Forschung: KIK_Dispo

Künstliche Intelligenz zur Prognose und Steuerung in der Krankenhaus-Transportdisposition – KIK_Dispo

Das Forschungsvorhaben „Künstliche Intelligenz zur Prognose und Steuerung in der Krankenhaus-Transportdisposition – KIK_Dispo“ ist ein Projekt im Rahmen des BMBF-KMU-innovativ. Als Projektvorhaben wird das Potential neuer innovativer Lösungen aus dem Bereich der künstlichen Intelligenz zur Entwicklung neuer Softwarelösungen genutzt.

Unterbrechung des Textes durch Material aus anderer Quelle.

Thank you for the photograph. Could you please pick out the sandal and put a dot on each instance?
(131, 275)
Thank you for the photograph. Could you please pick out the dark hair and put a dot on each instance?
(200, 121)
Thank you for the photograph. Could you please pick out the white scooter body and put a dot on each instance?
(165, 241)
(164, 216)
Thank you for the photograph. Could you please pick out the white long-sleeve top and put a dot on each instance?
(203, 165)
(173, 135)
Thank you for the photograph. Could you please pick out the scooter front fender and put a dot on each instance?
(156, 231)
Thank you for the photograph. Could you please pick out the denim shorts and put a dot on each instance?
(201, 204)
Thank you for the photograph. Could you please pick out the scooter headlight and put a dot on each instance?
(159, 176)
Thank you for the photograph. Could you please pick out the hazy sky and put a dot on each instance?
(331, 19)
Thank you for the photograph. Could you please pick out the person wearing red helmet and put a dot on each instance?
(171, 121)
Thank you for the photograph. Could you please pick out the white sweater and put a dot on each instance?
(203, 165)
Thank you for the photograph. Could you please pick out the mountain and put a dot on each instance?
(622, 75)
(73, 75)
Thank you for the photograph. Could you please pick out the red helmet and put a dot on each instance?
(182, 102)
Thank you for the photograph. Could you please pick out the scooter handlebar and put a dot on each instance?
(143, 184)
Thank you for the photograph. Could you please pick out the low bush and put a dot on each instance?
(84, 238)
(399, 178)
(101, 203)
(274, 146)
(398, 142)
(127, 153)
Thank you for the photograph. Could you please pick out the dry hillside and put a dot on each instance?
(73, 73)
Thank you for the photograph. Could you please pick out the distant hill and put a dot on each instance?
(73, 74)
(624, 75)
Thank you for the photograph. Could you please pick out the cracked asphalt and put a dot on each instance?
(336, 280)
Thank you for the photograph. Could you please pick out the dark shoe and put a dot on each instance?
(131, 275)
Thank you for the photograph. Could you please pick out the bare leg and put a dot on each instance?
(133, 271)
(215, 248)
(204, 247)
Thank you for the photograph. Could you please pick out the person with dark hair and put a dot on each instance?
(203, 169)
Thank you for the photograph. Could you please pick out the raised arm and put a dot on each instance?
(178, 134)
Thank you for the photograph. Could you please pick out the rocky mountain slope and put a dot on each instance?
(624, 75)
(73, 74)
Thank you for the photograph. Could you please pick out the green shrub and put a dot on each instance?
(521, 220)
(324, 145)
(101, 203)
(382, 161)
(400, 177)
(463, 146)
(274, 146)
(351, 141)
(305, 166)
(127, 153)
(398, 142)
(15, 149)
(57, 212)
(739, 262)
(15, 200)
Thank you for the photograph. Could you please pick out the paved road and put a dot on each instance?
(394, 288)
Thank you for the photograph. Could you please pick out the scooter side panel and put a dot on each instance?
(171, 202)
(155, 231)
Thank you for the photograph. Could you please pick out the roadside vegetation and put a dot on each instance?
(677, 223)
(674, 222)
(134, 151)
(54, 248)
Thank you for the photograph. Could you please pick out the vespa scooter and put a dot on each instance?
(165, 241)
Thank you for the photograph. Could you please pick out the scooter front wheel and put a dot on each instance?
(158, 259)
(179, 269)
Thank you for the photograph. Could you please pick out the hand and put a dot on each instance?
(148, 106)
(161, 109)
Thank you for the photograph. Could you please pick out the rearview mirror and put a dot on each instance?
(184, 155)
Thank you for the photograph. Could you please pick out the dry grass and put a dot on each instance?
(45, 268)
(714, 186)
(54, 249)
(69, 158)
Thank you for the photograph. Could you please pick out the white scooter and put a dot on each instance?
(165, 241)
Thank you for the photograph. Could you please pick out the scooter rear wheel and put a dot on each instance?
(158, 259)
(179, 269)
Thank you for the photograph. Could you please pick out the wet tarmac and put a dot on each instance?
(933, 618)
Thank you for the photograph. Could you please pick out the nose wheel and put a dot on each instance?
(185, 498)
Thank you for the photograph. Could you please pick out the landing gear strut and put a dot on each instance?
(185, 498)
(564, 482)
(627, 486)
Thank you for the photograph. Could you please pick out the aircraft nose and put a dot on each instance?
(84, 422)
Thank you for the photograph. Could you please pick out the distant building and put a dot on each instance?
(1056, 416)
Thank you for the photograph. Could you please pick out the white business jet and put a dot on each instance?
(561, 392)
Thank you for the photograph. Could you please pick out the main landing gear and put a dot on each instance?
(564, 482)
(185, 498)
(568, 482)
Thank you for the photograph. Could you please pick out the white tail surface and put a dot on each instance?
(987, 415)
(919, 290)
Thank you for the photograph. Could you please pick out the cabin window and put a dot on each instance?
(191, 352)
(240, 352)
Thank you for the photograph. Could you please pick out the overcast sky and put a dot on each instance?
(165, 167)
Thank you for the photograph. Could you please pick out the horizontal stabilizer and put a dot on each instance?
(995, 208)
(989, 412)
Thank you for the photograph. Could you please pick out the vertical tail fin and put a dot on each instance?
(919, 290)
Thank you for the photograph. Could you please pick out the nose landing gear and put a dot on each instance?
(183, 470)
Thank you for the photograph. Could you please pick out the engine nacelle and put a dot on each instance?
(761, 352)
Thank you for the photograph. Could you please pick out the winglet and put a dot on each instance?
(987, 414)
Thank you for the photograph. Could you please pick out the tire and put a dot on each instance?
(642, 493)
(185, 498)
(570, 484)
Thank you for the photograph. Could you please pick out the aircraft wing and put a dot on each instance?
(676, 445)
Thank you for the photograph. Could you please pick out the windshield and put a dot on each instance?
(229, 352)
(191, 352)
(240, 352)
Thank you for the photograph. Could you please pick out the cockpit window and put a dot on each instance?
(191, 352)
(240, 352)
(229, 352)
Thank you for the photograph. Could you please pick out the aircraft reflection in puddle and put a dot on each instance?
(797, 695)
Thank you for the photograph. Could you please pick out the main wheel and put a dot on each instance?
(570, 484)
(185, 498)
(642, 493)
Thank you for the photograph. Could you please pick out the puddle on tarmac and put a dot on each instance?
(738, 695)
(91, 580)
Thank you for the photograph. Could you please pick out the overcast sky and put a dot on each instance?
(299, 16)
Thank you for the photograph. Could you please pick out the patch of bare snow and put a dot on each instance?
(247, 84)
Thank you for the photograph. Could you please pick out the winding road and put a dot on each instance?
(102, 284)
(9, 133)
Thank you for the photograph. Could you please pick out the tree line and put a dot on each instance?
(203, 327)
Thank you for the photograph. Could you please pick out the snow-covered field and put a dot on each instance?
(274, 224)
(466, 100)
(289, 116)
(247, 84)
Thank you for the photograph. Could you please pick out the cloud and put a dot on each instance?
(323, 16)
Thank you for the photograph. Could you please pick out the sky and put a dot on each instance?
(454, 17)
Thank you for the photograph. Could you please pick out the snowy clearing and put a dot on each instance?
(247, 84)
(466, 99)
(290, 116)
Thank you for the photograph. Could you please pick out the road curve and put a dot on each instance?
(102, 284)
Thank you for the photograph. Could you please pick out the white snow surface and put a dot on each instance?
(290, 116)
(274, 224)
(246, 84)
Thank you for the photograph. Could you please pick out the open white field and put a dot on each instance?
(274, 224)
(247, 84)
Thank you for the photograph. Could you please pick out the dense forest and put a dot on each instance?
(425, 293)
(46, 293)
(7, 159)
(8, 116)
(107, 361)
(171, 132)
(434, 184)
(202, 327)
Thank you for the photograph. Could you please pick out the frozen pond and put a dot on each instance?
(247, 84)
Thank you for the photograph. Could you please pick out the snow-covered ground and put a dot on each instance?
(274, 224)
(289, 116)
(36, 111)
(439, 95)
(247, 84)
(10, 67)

Die interne Krankenhauslogistik ist ein entscheidender Wettbewerbsfaktor im Krankenhaus. Denn die Organisation der Logistik und eine effiziente Transportdisposition ist maßgeblich verantwortlich für die Sicherstellung eines reibungslosen Behandlungsablaufes.

Die Planung und Steuerung der internen Logistik erfolgt im Bereich der Disposition durch den unterstützenden Einsatz von Dispositionssystemen. Diese ermöglichen ebenfalls automatische Dispositionen, also die Verteilung der Transportaufträge unter Berücksichtigung von aktuellen Daten. Dabei kommen die derzeitig verwendeten Dispositionstools an ihre Grenzen, wenn benötigte Ressourcen nicht vorhanden sind oder externe Faktoren einwirken.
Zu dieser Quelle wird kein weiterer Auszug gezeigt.